(untagged)

BinaryFormatter vs. Manual Serializing

kosmoh

0.00/5 (No votes)

13 Jan 2012

Comparison of serializing with BinaryFormatter (standard .NET class) against manual per-byte serializing; some pros and cons before selecting the right method for you.

Introduction

First of all, let's clear up the term Serialization:

In computer science, in the context of data storage and transmission, serialization is the process of converting a data structure or object state into a format that can be stored (for example, in a file or memory buffer, or transmitted across a network connection link) and "resurrected" later in the same or another computer environment. (Wikipedia)

Serialization is the process of converting the state of an object into a form that can be persisted or transported. The complement of serialization is deserialization, which converts a stream into an object. (MSDN)

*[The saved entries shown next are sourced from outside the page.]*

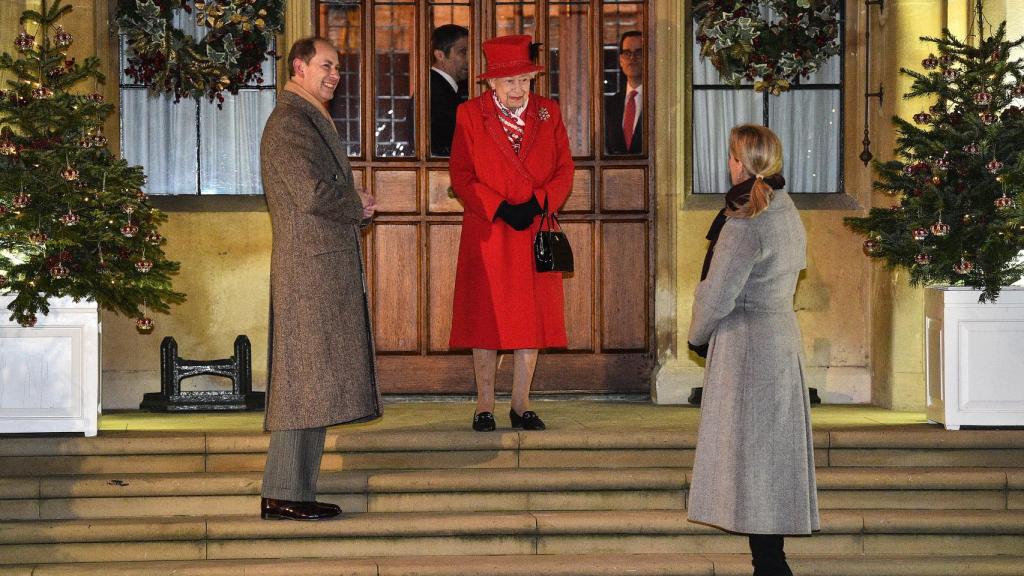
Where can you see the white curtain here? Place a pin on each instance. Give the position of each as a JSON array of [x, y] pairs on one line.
[[189, 148], [808, 122]]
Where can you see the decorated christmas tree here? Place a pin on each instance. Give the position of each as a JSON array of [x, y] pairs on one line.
[[957, 216], [73, 218]]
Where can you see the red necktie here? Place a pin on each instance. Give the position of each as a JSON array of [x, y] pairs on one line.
[[630, 117]]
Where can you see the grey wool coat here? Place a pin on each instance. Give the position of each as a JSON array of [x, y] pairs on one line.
[[323, 370], [754, 469]]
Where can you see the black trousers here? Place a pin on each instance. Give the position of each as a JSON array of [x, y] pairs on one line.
[[767, 556]]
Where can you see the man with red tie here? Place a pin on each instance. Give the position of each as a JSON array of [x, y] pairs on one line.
[[624, 111]]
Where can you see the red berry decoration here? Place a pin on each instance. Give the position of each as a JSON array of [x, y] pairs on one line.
[[144, 324]]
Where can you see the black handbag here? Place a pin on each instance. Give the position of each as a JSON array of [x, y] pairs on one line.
[[551, 249]]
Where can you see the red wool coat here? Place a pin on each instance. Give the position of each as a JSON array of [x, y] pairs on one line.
[[501, 302]]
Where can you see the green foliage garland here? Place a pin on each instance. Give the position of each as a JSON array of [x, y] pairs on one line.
[[238, 40], [958, 217], [742, 44], [73, 219]]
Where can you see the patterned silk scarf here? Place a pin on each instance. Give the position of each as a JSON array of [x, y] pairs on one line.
[[512, 121]]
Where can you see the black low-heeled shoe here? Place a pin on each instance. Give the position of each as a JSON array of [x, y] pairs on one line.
[[290, 509], [483, 421], [527, 421]]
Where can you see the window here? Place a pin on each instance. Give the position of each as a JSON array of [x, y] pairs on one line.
[[194, 147], [808, 119]]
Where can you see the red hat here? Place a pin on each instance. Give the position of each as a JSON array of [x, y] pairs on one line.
[[508, 55]]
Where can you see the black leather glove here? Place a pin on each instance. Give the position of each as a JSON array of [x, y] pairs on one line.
[[519, 216], [700, 350]]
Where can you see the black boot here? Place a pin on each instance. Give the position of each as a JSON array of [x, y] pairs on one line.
[[768, 557]]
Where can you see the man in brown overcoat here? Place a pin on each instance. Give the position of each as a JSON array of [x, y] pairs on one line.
[[323, 370]]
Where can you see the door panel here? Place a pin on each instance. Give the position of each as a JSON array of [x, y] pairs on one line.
[[396, 270], [442, 253], [579, 287], [624, 286]]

The serialization technique may roughly be divided into two types: Human-readable and Binary. The .NET Framework provides the BinaryFormatter class for binary serialization and the XmlSerializer class for human-readable technique.

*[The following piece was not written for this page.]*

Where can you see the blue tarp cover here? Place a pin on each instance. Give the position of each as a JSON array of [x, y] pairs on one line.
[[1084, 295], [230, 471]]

Most sources recommend using BinaryFormatter instead of XmlSerializer, if we need smaller size of serialized data. I almost never use XmlSerializer - it brings some restrictions to your classes. However, BinaryFormatter is used rather often and I have something to say here about it.

Background

I started using BinaryFormatter when .NET Framework 2.0 was released. There was no WCF, and binary serializing was used by Remoting. We developed an application where there should have been a special protocol with the system of messages. We had the right to choose the way of message encoding. We decided to try BinaryFormatter, and it worked OK. For some time. When we tried sending a thousand messages in a loop - we got a problem of TCP Zero window size - that meant that the receiving side didn't manage to deserialize messages in time.

I was extremely surprised when examining the network traffic, I found out that the size of each message was about 1,000 bytes, while encoding them in a per-byte manner manually would have taken at most 70 bytes.

BinaryFormatter and manual approach

In the example application, we've got two "useful" classes - Person aggregating CreditCard, like it's shown in the picture:

We're going to serialize the objects of the Person class. To serialize it with BinaryFormatter, we need to add the Serializable attribute before the Person class definition, and before all classes that Person aggregates. Then we're allowed to write:

BinaryFormatter formatter = new BinaryFormatter();
formatter.Serialize(stream, toSerialize);

where stream and toSerialize are variables of type Stream and Person, respectively.

Things become a bit harder when implementing manual synchronization. Instead of putting a Serializable attribute, we have to provide some methods for calling them later. In the example, such methods are the static members WriteToStream and ReadFromStream inside the serialized classes. Then we write:

Person.WriteToStream(toSerialize, stream);

and that's it.

Using the code

Now that we briefly explored the two techniques, let's examine the testing code.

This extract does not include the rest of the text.